The particles may be produced by grinding or milling using, for
example, a ball or hammer mill, which may be cooled to an
appropriate temperature. The sheet material may be cut into small
pieces prior to milling. Milling may be carried out in dry form
(less than 10% moisture content) or in frozen hydrated form (20-80%
moisture content).
[0028] The collagen particles may be of any suitable size.
Typically, the collagen particles have a mean diameter within the
range of from around 5 .mu.m to around 1000 .mu.m, more typically
from around 50 .mu.m to around 500 .mu.m. Good results have been
achieved using collagen particles with a mean diameter of
approximately 150 .mu.m.
[0029] Any suitable aqueous acid solution may be used to treat the
collagen particles. The choice of acid employed is not critical
since the purpose is to lower the pH so that individual collagen
particles readily absorb water. A weak organic or inorganic acid
will generally be used.
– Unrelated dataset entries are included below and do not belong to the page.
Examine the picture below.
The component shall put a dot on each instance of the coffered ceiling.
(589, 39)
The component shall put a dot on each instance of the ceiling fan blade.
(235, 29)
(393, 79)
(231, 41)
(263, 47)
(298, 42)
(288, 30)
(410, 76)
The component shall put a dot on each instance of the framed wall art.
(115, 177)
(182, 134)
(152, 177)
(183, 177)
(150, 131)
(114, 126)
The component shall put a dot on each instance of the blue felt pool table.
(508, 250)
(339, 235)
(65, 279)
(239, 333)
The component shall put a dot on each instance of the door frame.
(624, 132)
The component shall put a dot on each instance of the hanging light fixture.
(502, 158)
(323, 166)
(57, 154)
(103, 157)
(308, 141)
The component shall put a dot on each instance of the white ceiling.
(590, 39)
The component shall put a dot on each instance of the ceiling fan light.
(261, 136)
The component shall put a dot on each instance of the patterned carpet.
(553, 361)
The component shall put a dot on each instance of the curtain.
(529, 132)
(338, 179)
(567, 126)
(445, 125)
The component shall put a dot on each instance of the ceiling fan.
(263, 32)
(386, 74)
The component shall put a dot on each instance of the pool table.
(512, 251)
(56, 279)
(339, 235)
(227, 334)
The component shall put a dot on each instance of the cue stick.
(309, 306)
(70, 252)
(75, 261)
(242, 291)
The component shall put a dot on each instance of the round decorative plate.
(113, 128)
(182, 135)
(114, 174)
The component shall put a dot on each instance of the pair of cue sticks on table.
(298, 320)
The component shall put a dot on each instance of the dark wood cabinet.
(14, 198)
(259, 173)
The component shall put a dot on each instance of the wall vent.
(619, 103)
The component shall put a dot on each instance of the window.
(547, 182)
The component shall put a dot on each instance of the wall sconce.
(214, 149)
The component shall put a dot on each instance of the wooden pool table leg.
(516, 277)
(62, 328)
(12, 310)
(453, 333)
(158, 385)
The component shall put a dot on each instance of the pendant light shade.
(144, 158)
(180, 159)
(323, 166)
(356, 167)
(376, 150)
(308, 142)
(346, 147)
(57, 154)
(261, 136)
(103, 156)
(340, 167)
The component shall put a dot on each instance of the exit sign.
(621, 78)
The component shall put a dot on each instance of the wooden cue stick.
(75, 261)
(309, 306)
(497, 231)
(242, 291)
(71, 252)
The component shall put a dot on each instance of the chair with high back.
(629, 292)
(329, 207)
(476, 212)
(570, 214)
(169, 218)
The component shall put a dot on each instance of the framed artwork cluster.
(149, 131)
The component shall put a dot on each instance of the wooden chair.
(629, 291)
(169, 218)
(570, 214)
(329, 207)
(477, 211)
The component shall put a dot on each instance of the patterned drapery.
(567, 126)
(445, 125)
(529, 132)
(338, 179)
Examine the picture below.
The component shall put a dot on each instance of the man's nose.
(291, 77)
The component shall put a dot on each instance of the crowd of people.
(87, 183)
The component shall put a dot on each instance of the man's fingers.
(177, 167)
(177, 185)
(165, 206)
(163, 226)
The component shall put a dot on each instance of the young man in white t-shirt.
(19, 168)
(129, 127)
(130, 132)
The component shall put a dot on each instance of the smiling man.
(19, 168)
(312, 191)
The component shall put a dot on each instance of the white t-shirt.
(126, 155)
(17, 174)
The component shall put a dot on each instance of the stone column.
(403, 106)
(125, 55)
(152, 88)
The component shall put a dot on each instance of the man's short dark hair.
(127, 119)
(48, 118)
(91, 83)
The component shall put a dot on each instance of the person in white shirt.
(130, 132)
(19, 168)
Non-limiting examples include dilute
hydrochloric acid, acetic acid, and boric acid. Particularly good
results have been observed using glacial acetic acid.
[0030] The concentration of the acid is typically at least 0.1% in
order to provide a suitable pH for swelling. Acid can have a
detrimental effect on the structure of collagen and therefore care
should be taken to ensure that the aqueous acid solution is not too
concentrated. The acid concentration should generally not exceed
1%. Typically, the pH is between 1 and 4, and more typically is
between 2 and 4. Particularly good results have been achieved at
around pH 3 to 3.5.
[0031] Typically, treatment of the collagen particles with the
aqueous acid solution involves suspending the particles in the
aqueous acid solution. The collagen particles may be weighed to
determine the amount of aqueous acid solution required. Typically,
solid collagen content may vary from about 0.5% to 5% of the
aqueous acid solution volume. For example, good results have been
observed using a formulation of 1% collagen in aqueous acid
solution. The collagen particles are treated with the aqueous acid
solution for sufficient time to allow swelling of the particles.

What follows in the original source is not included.